Commercial Pilot Job Description
Commercial pilots fly aircraft for rescue operations, firefighting, charter flights, crop dusting, and other reasons. They are different from airline pilots, who transport passengers and cargo.
The exact responsibilities for commercial pilot jobs vary depending on the position, but normally include:
- Checking the aircraft prior to takeoff.
- Contacting control towers for takeoff clearance.
- Monitoring engine operation.
- Coordinating flight activities with the ground crew.
- Maintaining flight time and altitude records.
Work Environment and Schedule
The majority of commercial pilots work for private businesses, hospitals, charter companies, and private businesses.
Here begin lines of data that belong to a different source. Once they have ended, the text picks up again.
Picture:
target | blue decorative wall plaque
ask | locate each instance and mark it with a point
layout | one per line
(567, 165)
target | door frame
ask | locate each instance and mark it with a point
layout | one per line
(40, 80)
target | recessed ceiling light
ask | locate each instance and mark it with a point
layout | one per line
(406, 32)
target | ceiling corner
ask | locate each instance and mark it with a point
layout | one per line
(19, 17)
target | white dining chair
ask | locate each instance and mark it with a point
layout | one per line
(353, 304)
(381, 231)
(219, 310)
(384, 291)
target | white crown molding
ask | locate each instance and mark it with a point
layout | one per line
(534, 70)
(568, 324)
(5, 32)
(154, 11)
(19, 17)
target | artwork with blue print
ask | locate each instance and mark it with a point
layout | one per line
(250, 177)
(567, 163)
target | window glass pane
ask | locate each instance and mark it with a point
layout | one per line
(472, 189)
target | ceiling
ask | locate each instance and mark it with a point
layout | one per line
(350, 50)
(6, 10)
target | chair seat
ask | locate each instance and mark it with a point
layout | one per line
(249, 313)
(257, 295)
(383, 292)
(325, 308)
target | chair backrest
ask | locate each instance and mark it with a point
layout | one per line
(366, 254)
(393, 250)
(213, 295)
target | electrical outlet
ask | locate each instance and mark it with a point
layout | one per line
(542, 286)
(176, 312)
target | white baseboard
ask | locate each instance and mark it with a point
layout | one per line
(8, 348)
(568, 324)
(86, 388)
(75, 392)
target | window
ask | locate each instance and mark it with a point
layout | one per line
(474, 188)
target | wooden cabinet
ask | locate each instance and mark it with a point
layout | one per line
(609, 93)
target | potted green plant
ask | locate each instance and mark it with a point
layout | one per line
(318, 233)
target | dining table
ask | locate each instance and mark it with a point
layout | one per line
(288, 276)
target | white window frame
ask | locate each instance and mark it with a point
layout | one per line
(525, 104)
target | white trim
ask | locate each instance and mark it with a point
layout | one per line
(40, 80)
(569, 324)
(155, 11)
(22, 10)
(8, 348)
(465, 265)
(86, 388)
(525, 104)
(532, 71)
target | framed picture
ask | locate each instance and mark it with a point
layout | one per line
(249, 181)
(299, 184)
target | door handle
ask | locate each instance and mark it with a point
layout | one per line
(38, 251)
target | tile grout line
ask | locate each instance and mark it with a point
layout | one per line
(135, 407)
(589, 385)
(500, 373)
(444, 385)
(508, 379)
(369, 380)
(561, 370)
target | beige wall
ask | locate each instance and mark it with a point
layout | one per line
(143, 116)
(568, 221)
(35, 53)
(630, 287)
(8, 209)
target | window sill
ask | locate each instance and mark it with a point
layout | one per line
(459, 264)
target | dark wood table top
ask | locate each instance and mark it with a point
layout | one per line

The act of flying doesn’t normally require a lot of physical effort, but it can be a mentally demanding occupation. Paying close attention to details during long flights can be emotionally draining, and flying during poor weather conditions is sometimes very stressful.
Work schedules for commercial pilots vary. They can fly anywhere between 30 and 90 hours a month, but have many other responsibilities on the ground that demand most of their time. Scheduling flights, loading luggage, and maintaining the aircraft are a few examples of tasks that these pilots may have to perform.
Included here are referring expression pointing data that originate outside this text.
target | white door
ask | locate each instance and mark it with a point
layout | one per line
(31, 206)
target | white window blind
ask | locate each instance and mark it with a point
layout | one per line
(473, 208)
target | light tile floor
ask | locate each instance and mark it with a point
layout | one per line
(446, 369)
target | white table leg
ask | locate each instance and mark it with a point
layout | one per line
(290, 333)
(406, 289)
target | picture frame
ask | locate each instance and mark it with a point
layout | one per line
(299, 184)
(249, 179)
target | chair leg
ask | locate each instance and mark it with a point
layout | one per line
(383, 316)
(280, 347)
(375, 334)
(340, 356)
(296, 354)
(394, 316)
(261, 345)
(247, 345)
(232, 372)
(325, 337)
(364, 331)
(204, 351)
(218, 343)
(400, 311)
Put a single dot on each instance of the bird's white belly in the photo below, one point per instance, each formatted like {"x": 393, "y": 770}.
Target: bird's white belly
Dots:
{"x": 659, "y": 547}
Unlike airline pilots, commercial pilots are normally able to spend most of their time near home. However, odd hours are often required, especially for those who work in the chartering or emergency services businesses.
How to Become a Commercial Pilot
Historically, most commercial pilots learned to fly in the military. However, it’s becoming more common for people to learn to fly by attending flight school. The FAA certifies many flight schools, and some colleges even offer certified training as part of their aviation programs.
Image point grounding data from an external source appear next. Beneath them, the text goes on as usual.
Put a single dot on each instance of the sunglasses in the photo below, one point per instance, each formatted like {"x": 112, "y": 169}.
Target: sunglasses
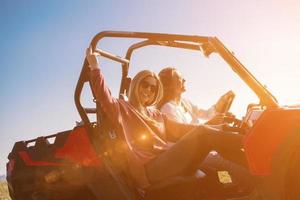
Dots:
{"x": 146, "y": 85}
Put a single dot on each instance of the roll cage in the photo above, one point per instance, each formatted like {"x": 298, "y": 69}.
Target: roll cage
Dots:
{"x": 207, "y": 45}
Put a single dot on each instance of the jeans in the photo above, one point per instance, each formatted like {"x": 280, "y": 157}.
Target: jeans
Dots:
{"x": 187, "y": 154}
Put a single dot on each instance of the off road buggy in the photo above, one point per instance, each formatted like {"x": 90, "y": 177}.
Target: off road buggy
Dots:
{"x": 87, "y": 163}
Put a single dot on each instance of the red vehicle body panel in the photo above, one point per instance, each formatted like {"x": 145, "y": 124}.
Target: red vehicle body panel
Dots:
{"x": 265, "y": 137}
{"x": 77, "y": 149}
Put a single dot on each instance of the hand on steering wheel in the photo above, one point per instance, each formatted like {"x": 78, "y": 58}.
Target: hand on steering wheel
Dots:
{"x": 224, "y": 103}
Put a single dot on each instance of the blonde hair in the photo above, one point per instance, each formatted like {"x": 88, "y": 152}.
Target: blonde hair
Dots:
{"x": 133, "y": 94}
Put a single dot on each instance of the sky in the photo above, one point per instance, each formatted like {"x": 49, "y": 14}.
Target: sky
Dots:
{"x": 43, "y": 43}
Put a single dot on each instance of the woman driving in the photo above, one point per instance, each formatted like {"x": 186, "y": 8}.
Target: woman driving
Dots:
{"x": 158, "y": 148}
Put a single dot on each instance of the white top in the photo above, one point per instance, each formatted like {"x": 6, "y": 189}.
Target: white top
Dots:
{"x": 186, "y": 112}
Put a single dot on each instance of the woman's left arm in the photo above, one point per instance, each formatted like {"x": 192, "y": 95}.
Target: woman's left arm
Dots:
{"x": 175, "y": 130}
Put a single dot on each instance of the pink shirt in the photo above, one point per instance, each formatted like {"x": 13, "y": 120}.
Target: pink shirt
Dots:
{"x": 145, "y": 140}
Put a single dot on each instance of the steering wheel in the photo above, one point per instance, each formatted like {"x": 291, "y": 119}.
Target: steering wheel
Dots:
{"x": 224, "y": 103}
{"x": 224, "y": 117}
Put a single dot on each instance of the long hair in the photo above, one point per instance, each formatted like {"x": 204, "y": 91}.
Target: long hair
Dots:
{"x": 166, "y": 78}
{"x": 133, "y": 94}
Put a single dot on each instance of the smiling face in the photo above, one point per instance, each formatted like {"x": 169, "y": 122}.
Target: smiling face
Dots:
{"x": 147, "y": 90}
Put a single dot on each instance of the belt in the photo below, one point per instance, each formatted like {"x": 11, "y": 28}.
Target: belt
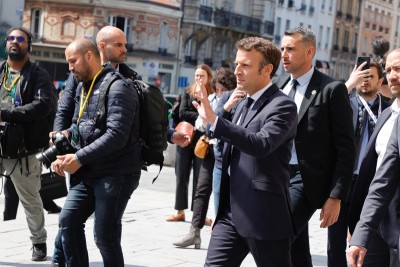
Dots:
{"x": 294, "y": 168}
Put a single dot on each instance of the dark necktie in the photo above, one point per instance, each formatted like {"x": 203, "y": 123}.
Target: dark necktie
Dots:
{"x": 246, "y": 106}
{"x": 293, "y": 90}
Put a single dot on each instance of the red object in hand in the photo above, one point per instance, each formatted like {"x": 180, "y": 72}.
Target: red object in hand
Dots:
{"x": 186, "y": 128}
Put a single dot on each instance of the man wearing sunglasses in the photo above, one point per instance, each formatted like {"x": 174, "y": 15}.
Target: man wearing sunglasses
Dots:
{"x": 26, "y": 101}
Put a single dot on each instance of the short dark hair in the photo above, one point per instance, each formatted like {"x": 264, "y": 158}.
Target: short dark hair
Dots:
{"x": 307, "y": 35}
{"x": 22, "y": 29}
{"x": 378, "y": 68}
{"x": 271, "y": 54}
{"x": 226, "y": 77}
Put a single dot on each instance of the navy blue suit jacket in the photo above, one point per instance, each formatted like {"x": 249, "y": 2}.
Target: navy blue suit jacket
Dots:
{"x": 325, "y": 139}
{"x": 257, "y": 155}
{"x": 381, "y": 211}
If you’re thinking of attending a flight school, make sure it’s certified by the FAA. If it isn’t, you may find that you will need to start all over to pursue a career in this occupation.
A commercial pilot’s license is required to fly a commercial aircraft. To qualify, you must be at least 18 years old, have good vision, be in good physical health, and have a minimum of 250 hours of flight experience.
In addition to the the commercial pilot’s license, you will also need to earn an instrument rating. This rating demonstrates that a pilot can fly in conditions that cause low visibility.
More and more airlines are requiring a bachelor’s degree for their commercial pilot positions. Math and physics are popular degrees, but commercial pilots come from all sorts of academic backgrounds.
There are currently 32,700 commercial pilots in the United States, with 1,930 new commercial pilot job openings created each year.
Commercial Pilot jobs are not expected to see much growth beyond their current levels in the next decade.
Commercial Pilot Salaries
Commercial Pilot salaries can vary depending on your experience, the location, company, industry, and benefits provided. Nationwide, most commercial pilots make between $50,800 – $92,300 per year, or Not Available per hour.